Prova a rientrare, i battiti tornano alla normalità. Ma non riesce più a dormire da solo, non vuole viaggiare, e quando si sposta indossa sempre un piccolo apparecchio per l’elettrocardiogramma, la sua coperta di Linus. Incontra psicologi e psichiatri, non passa una sola notte lontano dalla bellissima moglie Stacey Gardner, ma il momento del rientro è sempre lontano, un Godot in all0ntanamento continuo, Sta fermo fino agli Us Open, raggiunge gli ottavi ma si ritira prima di scendere in campo contro Roger Federer. “Nella mia testa mi sarò ritirato almeno 15 volte – ha detto nei primi 3-4 mesi dopo lo Us Open, era come se lo fossi”.
Indian Wells è ancora il luogo del cuore, e nemmeno questa è una metafora. E’ lì che prova a rientrare di nuovo, a inizio 2013. E’ comunque una stagione complicata, e non potrebbe essere altrimenti. “Due apparizioni coraggiose” scriveva il nostro Salvatore Petrillo, “ma sfortunate a Indian Wells e Washington rappresentano gli ultimi ricordi che si hanno di Mardy. Ad Agosto arriva l’ultimo match finora disputato: si ritira nel terzo set contro Nieminen a Winston Salem”.

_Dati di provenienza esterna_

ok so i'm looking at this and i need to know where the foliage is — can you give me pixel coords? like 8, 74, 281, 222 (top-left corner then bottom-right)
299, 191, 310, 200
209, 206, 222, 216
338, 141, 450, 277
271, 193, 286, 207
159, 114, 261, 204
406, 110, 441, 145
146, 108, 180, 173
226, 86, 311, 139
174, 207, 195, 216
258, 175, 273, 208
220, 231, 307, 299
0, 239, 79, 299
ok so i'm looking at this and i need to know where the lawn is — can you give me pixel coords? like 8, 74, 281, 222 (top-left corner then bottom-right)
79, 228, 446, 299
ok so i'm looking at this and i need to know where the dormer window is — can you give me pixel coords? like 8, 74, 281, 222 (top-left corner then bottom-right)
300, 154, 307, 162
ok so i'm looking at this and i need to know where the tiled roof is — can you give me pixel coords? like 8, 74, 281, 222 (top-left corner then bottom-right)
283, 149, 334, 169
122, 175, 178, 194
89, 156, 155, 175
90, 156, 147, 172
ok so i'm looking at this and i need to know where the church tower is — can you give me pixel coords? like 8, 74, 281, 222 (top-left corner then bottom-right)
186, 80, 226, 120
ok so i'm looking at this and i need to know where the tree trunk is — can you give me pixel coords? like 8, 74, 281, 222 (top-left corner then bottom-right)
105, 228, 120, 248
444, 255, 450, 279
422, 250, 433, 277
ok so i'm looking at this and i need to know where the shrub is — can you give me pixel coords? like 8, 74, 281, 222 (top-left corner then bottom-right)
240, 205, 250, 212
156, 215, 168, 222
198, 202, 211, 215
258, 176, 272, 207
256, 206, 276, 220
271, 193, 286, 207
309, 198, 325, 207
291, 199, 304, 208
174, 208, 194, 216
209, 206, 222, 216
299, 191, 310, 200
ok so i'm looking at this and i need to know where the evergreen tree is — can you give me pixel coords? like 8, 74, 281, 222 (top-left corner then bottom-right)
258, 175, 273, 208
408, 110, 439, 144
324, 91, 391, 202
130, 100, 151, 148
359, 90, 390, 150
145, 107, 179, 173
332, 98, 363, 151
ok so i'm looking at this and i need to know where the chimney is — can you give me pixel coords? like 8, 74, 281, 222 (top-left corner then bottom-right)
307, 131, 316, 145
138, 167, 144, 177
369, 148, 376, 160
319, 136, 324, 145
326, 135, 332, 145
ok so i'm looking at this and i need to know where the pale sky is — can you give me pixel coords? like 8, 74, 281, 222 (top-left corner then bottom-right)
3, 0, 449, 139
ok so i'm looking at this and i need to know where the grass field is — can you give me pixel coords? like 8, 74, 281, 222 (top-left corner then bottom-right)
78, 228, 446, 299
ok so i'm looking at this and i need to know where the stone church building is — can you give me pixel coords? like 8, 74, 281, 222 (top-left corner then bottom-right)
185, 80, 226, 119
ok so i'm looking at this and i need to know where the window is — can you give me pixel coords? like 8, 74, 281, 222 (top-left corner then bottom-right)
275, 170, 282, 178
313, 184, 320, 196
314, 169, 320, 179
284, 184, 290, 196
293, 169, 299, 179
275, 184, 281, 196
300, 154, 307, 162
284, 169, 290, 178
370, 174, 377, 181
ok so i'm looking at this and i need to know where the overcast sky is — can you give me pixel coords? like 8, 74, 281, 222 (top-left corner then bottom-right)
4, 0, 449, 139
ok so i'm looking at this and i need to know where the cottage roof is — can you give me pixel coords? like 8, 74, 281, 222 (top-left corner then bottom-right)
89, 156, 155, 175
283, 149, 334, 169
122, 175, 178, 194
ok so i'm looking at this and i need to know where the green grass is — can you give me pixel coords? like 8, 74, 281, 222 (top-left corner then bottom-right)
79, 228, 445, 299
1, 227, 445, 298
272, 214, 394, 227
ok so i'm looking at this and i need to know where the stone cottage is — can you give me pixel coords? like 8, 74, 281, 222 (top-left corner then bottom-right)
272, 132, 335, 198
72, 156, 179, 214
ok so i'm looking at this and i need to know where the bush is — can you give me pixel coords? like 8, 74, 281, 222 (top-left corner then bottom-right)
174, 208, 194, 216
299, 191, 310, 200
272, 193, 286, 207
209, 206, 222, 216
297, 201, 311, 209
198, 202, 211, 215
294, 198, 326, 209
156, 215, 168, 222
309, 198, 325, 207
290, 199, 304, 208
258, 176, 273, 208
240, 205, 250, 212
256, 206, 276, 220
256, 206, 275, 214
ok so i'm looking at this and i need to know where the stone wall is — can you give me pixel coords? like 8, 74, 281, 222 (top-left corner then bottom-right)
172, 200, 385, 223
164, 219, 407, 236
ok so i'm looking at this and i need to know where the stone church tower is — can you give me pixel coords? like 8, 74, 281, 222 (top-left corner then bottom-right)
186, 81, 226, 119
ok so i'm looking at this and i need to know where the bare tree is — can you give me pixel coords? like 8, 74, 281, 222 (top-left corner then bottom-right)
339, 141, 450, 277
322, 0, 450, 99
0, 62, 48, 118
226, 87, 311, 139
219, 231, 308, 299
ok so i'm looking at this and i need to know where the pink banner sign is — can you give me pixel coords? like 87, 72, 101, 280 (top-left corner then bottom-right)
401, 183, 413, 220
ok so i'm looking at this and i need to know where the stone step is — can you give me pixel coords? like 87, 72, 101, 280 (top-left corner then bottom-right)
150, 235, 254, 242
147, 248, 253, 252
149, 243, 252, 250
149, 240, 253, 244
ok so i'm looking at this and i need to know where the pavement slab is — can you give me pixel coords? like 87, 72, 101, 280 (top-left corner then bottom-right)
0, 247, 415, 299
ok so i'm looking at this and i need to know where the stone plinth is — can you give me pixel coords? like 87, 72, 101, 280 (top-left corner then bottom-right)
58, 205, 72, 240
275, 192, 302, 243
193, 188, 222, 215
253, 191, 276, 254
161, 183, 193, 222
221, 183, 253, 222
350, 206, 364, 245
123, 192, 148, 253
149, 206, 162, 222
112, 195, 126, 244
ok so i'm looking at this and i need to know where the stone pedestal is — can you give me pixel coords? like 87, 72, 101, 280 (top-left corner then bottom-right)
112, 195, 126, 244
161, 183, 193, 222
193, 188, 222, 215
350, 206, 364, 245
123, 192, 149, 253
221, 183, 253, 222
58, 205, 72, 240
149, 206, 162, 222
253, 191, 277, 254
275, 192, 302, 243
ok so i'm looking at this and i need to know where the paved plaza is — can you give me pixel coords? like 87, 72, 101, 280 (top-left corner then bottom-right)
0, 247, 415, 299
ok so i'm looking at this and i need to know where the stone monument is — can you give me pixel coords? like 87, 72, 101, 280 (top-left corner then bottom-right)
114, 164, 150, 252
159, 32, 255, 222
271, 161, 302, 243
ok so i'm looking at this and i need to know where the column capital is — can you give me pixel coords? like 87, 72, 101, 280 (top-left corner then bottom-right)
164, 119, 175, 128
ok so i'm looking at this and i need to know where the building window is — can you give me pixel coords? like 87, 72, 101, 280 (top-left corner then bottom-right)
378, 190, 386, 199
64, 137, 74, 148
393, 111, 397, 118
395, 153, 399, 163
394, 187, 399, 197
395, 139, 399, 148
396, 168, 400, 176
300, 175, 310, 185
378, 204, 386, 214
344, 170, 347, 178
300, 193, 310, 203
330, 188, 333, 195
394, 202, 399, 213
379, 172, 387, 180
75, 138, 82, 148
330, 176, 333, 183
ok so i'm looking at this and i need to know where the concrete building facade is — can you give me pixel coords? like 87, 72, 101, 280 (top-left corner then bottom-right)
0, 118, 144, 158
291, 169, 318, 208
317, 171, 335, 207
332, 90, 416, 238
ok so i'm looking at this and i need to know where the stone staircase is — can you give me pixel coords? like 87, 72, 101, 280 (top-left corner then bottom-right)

Si sente comunque un giocatore. E vorrebbe tornare allo Us Open, in doppio con l’amico Andy Roddick, prima però di scoprire che è impossibile perché avrebbe dovuto sottoporsi a controlli antidoping nei tre mesi precedenti l’inizio del torneo, e la richiesta di iscrizione è stata presentata con un preavviso inferiore. Ma, ed è questa l’altra notizia che solletica la curiosità degli appassionati, il portavoce USTA Chris Widmaier ha già garantito che darà a Fish e Roddick una wild card in doppio se decidessero di iscriversi. “Pensiamo che sarebbe straordinario -ha detto- se volessero tornare a giocare qui in doppio. Sarebbe un grande spettacolo, e speriamo che prenderanno in considerazione l’idea. Ho avuto garanzie dagli organizzatori che se volessero giocare, avrebbero certamente una wild card”.
Nel frattempo, Fish giocherà proprio in doppio le sue prime partite dalla lontana sconfitta con Nieminen. E’ infatti iscritto al Challenger di Dallas della prossima settimana in coppia con Mark Knowles.